Search code examples
hivemapreducehiveqlhadoop2

Hive multilevel partitions and select with where clause


I have hive table with 2 partitions and the 1st partition is the city and the second partition is village, So every city partition will contains the list of all village partitions in it.Some thing like below

city1/village1
city1/village2
city1/village3
city2/village5
city2/village6

So if my select statement is select * from table where village = 'village5' will it search all the partitions in city 1 and city 2 before outputting the result? Or will it see the hive metastore file and hit only the village5 partition.


Solution

  • It will depend on your Hive version how optimize it is.

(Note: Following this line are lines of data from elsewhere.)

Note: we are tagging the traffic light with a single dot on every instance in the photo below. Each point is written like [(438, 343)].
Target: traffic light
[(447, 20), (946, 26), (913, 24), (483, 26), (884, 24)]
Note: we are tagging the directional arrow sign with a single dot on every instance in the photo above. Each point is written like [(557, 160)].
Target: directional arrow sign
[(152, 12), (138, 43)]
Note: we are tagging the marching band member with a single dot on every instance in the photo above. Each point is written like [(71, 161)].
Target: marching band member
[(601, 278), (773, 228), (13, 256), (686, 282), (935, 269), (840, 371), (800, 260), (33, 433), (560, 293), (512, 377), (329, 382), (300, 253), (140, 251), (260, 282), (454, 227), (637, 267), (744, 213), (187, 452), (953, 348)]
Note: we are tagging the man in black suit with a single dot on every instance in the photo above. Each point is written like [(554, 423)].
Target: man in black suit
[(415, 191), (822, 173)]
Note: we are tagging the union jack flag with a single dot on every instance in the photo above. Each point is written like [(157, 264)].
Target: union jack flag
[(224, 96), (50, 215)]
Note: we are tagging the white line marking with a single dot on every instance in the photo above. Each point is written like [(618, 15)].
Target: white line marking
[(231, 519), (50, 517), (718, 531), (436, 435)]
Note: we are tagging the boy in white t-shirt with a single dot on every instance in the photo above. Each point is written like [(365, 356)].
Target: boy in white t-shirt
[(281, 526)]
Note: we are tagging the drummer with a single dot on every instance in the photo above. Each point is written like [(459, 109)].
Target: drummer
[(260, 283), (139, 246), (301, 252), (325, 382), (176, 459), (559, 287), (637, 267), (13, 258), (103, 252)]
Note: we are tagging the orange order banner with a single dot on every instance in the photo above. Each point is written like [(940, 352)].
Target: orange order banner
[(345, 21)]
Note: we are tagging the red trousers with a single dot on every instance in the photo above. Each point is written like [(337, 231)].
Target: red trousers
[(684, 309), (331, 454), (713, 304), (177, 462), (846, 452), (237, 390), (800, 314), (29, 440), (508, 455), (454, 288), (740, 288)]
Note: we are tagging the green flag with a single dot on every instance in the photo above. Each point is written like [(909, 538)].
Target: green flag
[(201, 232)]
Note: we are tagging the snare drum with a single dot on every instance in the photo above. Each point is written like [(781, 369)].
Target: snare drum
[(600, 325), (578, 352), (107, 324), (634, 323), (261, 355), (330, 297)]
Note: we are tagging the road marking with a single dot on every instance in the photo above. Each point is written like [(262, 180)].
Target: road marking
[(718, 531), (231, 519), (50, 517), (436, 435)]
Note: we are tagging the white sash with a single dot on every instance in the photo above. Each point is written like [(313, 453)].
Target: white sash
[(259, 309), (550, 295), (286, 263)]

In my current version (1.1.0) Hive is able to point to the specific partition without scanning the top partition

    Here is a quick demonstration.

    create table mydb.partition_test 
    (id string)
    partitioned by (city string, village string);
    
    INSERT OVERWRITE TABLE mydb.partition_test PARTITION (city,village)
    select * from (
    
    select '1', 'city1', 'village1'
    union all 
    select '1', 'city1', 'village2'
    union all 
    select '1', 'city1', 'village3'
    union all 
    select '1', 'city2', 'village5'
    union all 
    select '1', 'city2', 'village6'
    ) t;
    
    explain select * from mydb.partition_test where village='village5';
    
    STAGE DEPENDENCIES:
      Stage-0 is a root stage
    
    STAGE PLANS:
      Stage: Stage-0
        Fetch Operator
          limit: -1
          Processor Tree:
            TableScan
              alias: partition_test
              filterExpr: (village = 'village5') (type: boolean)
              Statistics: Num rows: 1 Data size: 1 Basic stats: COMPLETE Column stats: PARTIAL
              Select Operator
                expressions: id (type: string), city (type: string), 'village5' (type: string)
                outputColumnNames: _col0, _col1, _col2
                Statistics: Num rows: 1 Data size: 1 Basic stats: COMPLETE Column stats: PARTIAL
                ListSink
    

    As you can see from the execution plan, it is able to estimate the number of records for that specific partition without mapred operation and the table scan is pointing to the specific partition.